If they have a social media presence, so you can find out the names of some staff, even better. Once you have the format of a companies email address, you can target them relatively easily with a phishing attack.
We use basic phishing strategies, typically sending e-mails to obtain sensitive information such as passwords and company employees often unwittingly download malware. Some of these vulnerabilities are easily mitigated, including getting employees to periodically reset passwords and avoid downloading suspicious messages, but rarely do they do it.

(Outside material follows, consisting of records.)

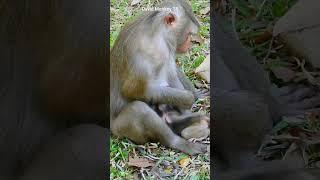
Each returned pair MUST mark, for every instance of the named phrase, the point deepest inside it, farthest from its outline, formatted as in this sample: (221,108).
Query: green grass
(166,159)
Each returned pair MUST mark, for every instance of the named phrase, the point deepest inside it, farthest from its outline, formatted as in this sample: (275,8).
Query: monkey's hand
(172,96)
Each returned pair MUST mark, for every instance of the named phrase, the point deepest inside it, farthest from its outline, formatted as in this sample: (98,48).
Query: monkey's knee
(133,122)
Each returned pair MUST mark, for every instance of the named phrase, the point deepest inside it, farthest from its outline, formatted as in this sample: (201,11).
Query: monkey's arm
(139,85)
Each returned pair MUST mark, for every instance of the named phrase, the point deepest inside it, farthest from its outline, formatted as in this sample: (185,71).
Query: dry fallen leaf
(197,39)
(135,2)
(205,11)
(140,162)
(184,162)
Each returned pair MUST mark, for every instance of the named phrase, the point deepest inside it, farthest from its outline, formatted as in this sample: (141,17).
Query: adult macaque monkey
(188,125)
(246,105)
(143,71)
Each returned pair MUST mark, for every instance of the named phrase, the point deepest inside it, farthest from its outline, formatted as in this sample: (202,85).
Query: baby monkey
(186,124)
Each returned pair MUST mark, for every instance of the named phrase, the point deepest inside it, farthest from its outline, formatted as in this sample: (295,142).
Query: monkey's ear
(170,19)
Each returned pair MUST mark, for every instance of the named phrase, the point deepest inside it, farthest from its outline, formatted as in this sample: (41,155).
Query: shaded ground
(253,22)
(153,161)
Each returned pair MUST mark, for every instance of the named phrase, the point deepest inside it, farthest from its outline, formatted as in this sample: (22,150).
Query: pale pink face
(187,44)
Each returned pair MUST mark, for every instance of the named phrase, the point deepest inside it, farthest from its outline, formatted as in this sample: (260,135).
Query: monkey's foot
(197,130)
(296,100)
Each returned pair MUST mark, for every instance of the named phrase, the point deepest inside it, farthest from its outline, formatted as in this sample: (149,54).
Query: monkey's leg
(77,153)
(138,122)
(187,84)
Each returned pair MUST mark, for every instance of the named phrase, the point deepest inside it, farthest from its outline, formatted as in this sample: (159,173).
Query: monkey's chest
(161,77)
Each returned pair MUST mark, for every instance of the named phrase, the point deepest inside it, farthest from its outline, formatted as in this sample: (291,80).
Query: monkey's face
(187,44)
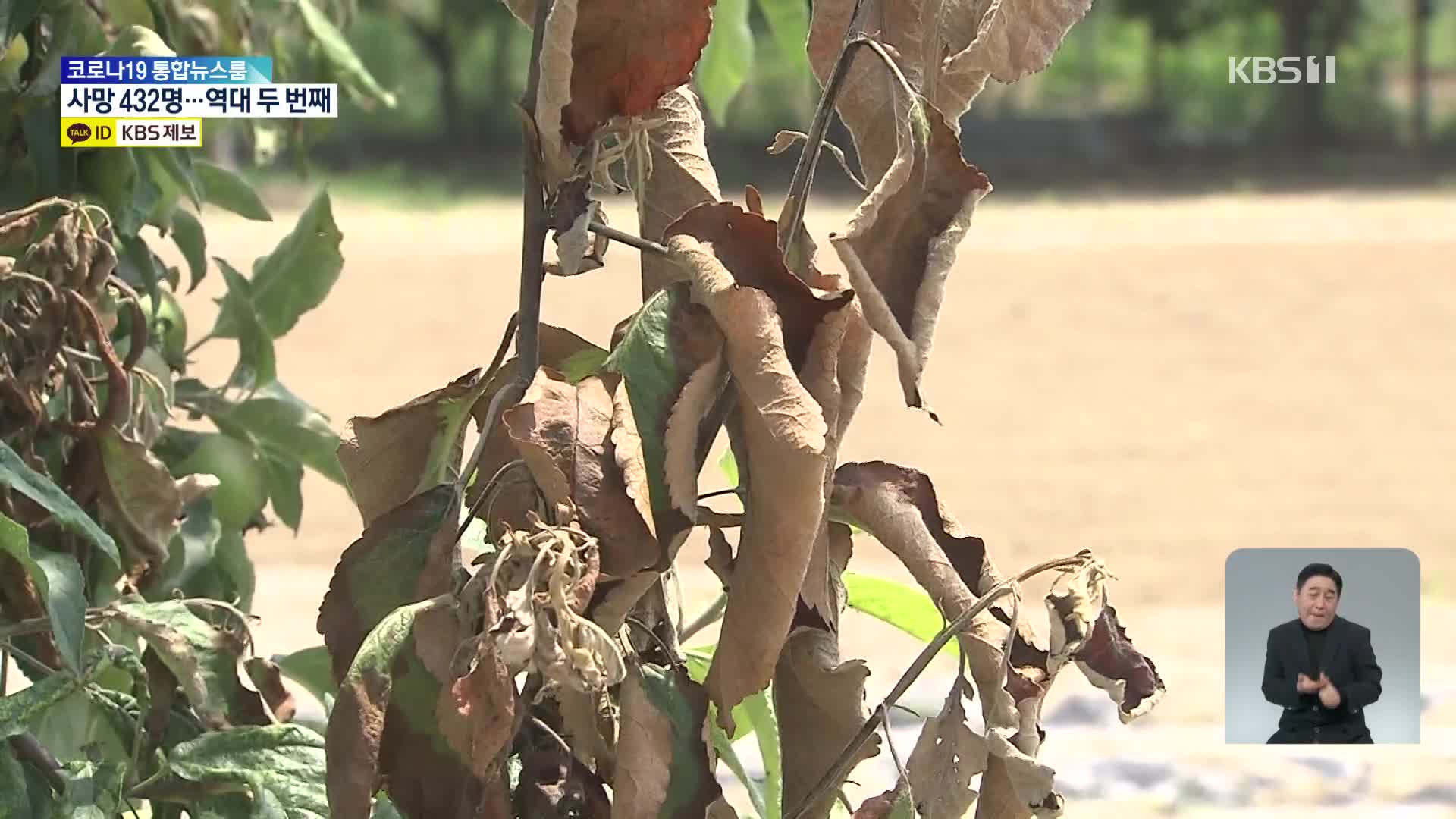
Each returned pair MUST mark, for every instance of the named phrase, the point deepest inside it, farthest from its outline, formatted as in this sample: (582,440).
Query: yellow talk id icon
(88,133)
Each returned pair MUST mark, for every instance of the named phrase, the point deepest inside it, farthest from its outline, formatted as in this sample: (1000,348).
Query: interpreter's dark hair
(1320,570)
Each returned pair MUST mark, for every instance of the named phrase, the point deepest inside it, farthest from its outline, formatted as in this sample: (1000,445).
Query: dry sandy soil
(1161,381)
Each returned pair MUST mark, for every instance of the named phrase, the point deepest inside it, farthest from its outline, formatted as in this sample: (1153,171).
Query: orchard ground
(1163,381)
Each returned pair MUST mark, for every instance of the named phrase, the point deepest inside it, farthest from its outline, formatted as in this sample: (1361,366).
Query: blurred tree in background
(1142,79)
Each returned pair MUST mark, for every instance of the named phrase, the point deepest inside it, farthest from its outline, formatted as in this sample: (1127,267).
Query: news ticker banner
(162,101)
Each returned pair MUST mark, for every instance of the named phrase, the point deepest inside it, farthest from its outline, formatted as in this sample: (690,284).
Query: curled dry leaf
(900,243)
(142,493)
(564,431)
(820,701)
(392,457)
(663,760)
(673,175)
(670,365)
(769,319)
(946,760)
(946,49)
(900,509)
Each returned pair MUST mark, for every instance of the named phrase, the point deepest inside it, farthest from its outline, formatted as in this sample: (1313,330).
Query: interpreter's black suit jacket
(1348,662)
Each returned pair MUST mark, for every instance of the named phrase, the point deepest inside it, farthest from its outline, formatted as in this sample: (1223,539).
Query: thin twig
(485,431)
(533,257)
(544,727)
(712,614)
(30,749)
(632,240)
(797,202)
(922,661)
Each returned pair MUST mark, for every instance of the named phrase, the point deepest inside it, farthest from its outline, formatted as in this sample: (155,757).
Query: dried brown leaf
(900,243)
(769,319)
(900,509)
(820,701)
(670,178)
(564,431)
(392,457)
(663,760)
(946,760)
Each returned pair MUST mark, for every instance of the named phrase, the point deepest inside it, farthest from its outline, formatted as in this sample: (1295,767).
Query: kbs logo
(1285,71)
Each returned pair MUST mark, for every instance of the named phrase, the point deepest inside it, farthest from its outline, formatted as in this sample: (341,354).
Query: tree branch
(791,221)
(840,767)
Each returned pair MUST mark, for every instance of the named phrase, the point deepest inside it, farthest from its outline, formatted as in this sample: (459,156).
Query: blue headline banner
(166,71)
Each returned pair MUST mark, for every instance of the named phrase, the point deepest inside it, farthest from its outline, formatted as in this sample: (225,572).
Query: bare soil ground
(1163,381)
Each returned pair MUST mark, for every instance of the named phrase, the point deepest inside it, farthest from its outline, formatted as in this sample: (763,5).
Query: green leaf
(191,240)
(139,41)
(193,548)
(789,27)
(15,17)
(58,580)
(18,475)
(654,360)
(283,765)
(93,789)
(201,656)
(312,670)
(903,607)
(256,362)
(296,276)
(727,58)
(346,63)
(229,191)
(363,697)
(280,425)
(25,706)
(663,717)
(284,493)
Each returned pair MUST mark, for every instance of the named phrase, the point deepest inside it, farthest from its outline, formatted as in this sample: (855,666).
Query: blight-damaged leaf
(392,457)
(357,722)
(564,433)
(946,760)
(674,178)
(820,703)
(284,767)
(661,757)
(143,493)
(669,356)
(769,319)
(900,243)
(900,509)
(201,656)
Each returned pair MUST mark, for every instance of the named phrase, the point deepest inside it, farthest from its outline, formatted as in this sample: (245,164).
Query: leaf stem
(628,240)
(712,614)
(922,661)
(791,221)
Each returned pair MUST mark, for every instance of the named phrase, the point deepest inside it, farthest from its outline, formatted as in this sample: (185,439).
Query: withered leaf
(394,457)
(900,509)
(820,701)
(661,752)
(669,359)
(564,431)
(143,493)
(601,60)
(769,319)
(200,654)
(1111,664)
(900,243)
(672,178)
(946,760)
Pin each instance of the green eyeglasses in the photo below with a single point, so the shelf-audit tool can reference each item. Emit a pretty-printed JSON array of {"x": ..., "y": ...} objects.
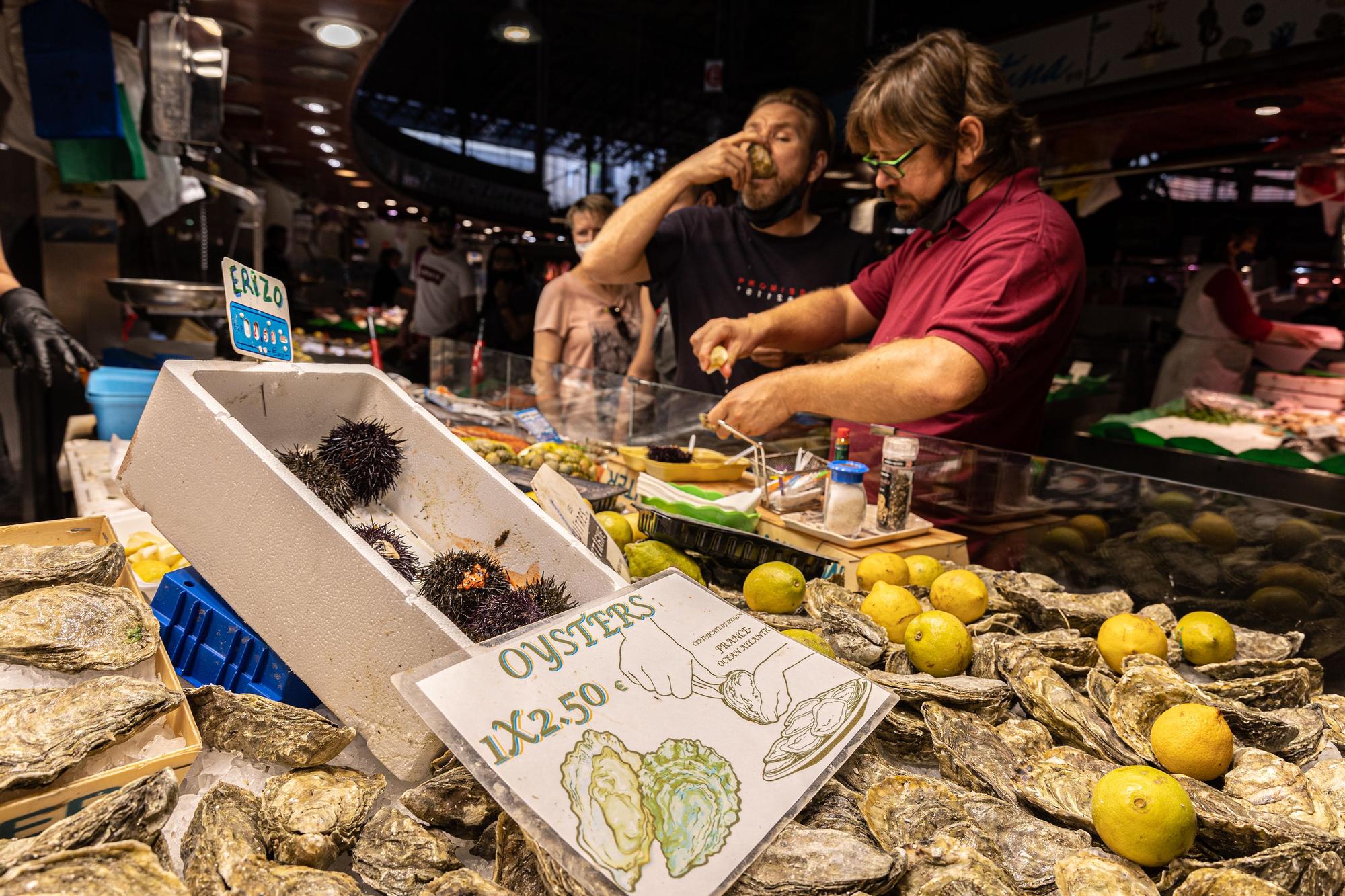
[{"x": 895, "y": 165}]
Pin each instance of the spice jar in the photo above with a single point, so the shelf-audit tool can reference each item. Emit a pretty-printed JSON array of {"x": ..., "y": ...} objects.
[
  {"x": 847, "y": 502},
  {"x": 899, "y": 460}
]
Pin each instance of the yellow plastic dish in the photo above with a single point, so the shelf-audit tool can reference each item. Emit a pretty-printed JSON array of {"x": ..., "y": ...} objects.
[{"x": 707, "y": 466}]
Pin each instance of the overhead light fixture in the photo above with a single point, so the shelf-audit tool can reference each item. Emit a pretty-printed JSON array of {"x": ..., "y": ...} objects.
[
  {"x": 342, "y": 34},
  {"x": 517, "y": 25}
]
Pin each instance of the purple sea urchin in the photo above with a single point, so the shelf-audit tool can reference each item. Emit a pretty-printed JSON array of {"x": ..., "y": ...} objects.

My personal favourite, my tool of choice, is to get a key logger remotely installed across the company. Companies that take credit card details have to physically type them into their payments systems system – especially if it’s a recurring payment – so a key logger grabs all that and sends it to me as a string of characters. I can parse that using some custom software and then I have a complete active credit card – name address, card number and security code.
From here we will swiftly take a payment, never a round number like £100, but more £449, or £735. We randomise the payments we take across the vast active field of cards we have, just to add a bit of ‘white noise’ to the process. We are not greedy and usually only take one payment, then the active cards are posted to the dark web and put up for auction. It’s a case of get the card, get the payment, move on.
Are you afraid of getting caught?
The Police are relatively powerless at the moment – not that things are not improving, but their investigation cycles are so long, that the trail goes cold within hours – not days, or weeks as they are more accustomed too. Added to which cyber crime knows no physical boundaries so funds can be moved across regions, across countries through multiple currencies and back – these boundaries most Police forces cannot cross without an element of collaboration, which is not there for them right now.
For us as well the crimes undertaken are designed to take advantage of the shortfalls in all the systems right now, from our targets, to the way crimes are investigated.
How do you get paid?
Moving funds around is relatively straight forward, the payments are taken from the obtained data straight into a shell company that is held overseas in a country whose banking system is not regulated as tightly as those in the Western world. Countries who have political or economic turmoil are highly attractive too because they have bigger issues to deal with then what we are up to.
We will use intermediaries who will take a commission and pass the proceeds back to us via a range of methods, my personal favourite is through gaming networks. Yes, gaming networks. Funds are converted to gaming credits, used to purchase items from a third party, those third parties can then convert their credits into real cash. Nice eh?
How long will this last?
Myself and my team know that we are in the ‘wild west’ days of cyber crime right now, things change constantly. All aspects of security are improving, but just as they improve new tools and techniques for circumventing them appear. Added to which as new technology trends appear: mobile, IoT : there is a window of opportunity for us. So we take it.
Cyber crime, like any aspect of technology, will evolve. Companies and individuals can easily make themselves less of a target should they choose, but they lead busy business lives, they are busy innovating and doing their business. So busy in fact that losing a bit of cash here and there to cyber crime is sadly for them becoming almost just part of modern business life.